FOR people who have had little money and even less market savvy, the investment scene has always been a forbidding place. But the market is a lot more user friendly these days. Starting with as little as $50, you can become part of an investment club, buy into stock programs for the mini-investor, take out small accounts, or use a discount broker. And you can learn as you earn.
There is a lot more out there for the small investor, says Elizabeth Fowler, author of ``Every Woman's Guide to Profitable Investing'' (AMACOM, New York. $17.95).
The American Association of Individual Investors (AAII), for example, is a nonprofit, educational corporation that develops programs and services for the independent investor. ``We don't tell you what stock to buy,'' says William Anderson, an AAII financial analyst.
But for $48 a year, the organization will send valuable educational information to its members: the AAII Journal (sent out 10 times a year); an annual guide to no-load mutual funds; and a newsletter on computerized investing. The organization hosts national meetings and local chapter workshops for its members as well.
AAII was established in 1979 and its 98,000 members posted an average return of 19 percent in '85, compared with 18 percent for Standard & Poor's 500 index and other market references. And this difference is generally much higher after management fees and commissions are deducted from market-calculated returns, Mr. Anderson says.
Mini-investor programs are another low-cost way to buy stocks. The Sharebuilder Plan, for example, developed by Merrill Lynch, provides the very small investor with a way to acquire fractions of shares as well as whole units.
You can invest any dollar amount you want - with a minimum of $25 - at a cost of up to 4 percent less than is charged for regular Merrill Lynch transactions under $5,000.
If, however, you want to buy and sell stock yourself, but lack even the basic knowledge or enough cash to do so, investment clubs are another route.
Formed by friends, neighbors, work colleagues, or even members of a church, investment clubs offer a supportive and friendly way to learn about investing without risking large amounts of money. Most clubs have no more than 10 or 12 members.
And while ``it's difficult to join a club, it's not hard to start your own,'' says Thomas O'Hara, chairman of the National Association of Investment Clubs (NAIC).
There are more than 7,000 NAIC clubs around the country, and most only require a minimum monthly deposit of $20 to $25 (although some start out with more in order to build a large enough pool of money to make some purchases early on).
They generally meet monthly, at which time each member pays a set amount (from $10 to $100 a piece) into a common pot. This pot is then invested in stocks selected by the group after a majority vote based on the members' own research.
Because it takes ``between three and five years for a club to be steadily worth what it should be,'' half of all clubs fold within 18 months, because members are disappointed that they haven't made a fortune in the first year, Mr. O'Hara says.
Members of an inexperienced club should be prepared to lose money for as long as two years, and should be aware that they could earn a better return elsewhere in the meantime. If members lack patience or a long-term investment philosophy, the club will soon run into problems.

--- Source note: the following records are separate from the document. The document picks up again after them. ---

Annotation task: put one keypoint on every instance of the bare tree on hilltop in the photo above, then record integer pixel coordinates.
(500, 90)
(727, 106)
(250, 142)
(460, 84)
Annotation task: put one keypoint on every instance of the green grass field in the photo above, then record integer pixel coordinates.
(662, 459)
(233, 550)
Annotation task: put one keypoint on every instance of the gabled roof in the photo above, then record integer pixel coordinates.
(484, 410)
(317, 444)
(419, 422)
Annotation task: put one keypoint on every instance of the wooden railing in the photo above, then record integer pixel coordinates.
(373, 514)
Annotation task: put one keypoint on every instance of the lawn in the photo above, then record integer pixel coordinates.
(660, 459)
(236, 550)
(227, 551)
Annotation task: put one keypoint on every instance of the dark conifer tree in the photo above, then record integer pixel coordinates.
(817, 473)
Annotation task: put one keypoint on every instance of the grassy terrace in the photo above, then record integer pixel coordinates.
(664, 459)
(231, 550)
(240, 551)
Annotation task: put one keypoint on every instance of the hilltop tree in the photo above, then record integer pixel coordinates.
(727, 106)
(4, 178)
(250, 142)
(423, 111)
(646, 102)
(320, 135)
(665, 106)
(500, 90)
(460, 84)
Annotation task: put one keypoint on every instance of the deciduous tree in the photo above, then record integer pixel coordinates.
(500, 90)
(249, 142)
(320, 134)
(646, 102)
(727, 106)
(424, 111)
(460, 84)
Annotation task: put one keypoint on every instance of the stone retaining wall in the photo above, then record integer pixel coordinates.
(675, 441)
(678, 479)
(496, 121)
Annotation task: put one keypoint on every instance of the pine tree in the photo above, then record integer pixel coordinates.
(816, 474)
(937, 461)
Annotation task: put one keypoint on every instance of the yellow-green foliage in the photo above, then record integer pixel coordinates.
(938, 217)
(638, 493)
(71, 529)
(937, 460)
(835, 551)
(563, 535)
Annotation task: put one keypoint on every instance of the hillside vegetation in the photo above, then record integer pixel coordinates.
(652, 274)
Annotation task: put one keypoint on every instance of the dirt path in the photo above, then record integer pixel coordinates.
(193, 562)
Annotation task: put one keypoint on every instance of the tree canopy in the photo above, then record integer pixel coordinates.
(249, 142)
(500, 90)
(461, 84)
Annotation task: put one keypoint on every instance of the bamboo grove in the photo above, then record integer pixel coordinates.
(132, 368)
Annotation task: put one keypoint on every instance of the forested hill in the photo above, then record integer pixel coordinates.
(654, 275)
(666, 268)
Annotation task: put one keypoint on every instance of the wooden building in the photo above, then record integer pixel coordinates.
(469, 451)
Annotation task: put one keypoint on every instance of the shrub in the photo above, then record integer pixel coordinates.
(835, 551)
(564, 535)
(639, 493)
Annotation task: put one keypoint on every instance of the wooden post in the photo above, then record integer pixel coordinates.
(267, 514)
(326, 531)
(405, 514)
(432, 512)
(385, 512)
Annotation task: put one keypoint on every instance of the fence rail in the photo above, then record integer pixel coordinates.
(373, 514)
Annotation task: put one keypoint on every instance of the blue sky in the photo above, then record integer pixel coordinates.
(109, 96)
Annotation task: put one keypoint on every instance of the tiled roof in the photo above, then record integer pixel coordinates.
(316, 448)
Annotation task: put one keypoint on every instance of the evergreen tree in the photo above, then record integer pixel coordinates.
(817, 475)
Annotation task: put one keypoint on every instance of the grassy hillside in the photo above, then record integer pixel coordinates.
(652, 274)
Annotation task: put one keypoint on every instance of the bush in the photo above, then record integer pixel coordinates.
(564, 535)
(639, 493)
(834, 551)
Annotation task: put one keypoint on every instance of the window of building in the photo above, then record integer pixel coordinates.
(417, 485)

Nor are investment clubs restricted to beginners, O'Hara says. A great many sophisticated investors use clubs regularly as a source of ideas for their personal accounts, he says. (NAIC's address is 1515 E. Eleven Mile Rd., Royal Oak, MI 48067.)
For those who prefer to plunge directly into the stock market, the jump has been made less painful by the proliferation of the discount broker.
While a full-commission broker can often prove essential in directing those who can easily get lost on Wall Street, ``you should go with a discounter'' whenever possible, says Peter Passell, author of ``Where to Put Your Money 1987'' (Warner Books, New York. $3.95).
However, full-service companies do often have lower minimum charges on deals involving low-priced stocks. And one winning stock decision could help make up for the broker's higher commission. He or she may even knock as much as 30 percent off the regular fee. Value brokers charge a percentage of the dollar value of each transaction.
But once you feel ready to make your own stock-market decisions, and buy larger numbers of shares and high-priced stock, you don't need to pay for advice. ``The only time you need a full-service broker, is when you want to buy products that aren't available elsewhere,'' says Mr. Passell, who is also a financial writer at The New York Times.
Because discounters usually provide no research or investment advice, their commission costs are automatically lower. Many are competing by providing additional specialized services, however.
While the broker may have a minimum fee per order, charges are substantially lower than at a full-service house. For example, 100 shares of a $50 stock will cost between $90 and $98 in full-service firms, but between $30 and $50 at a discounter.
And the majority of discount brokers have Securities Investor Protection Corporation insurance of at least $500,000 per client and are subject to the same regulations as traditional brokers.
It's important to choose a broker that allows you to read more than just stocks or to buy stocks on margin, which means borrowing up to 50 percent of the stock's purchase price from your broker). And you should also expect to be paid interest on cash in your account, as well as being given stock quotes during market hours.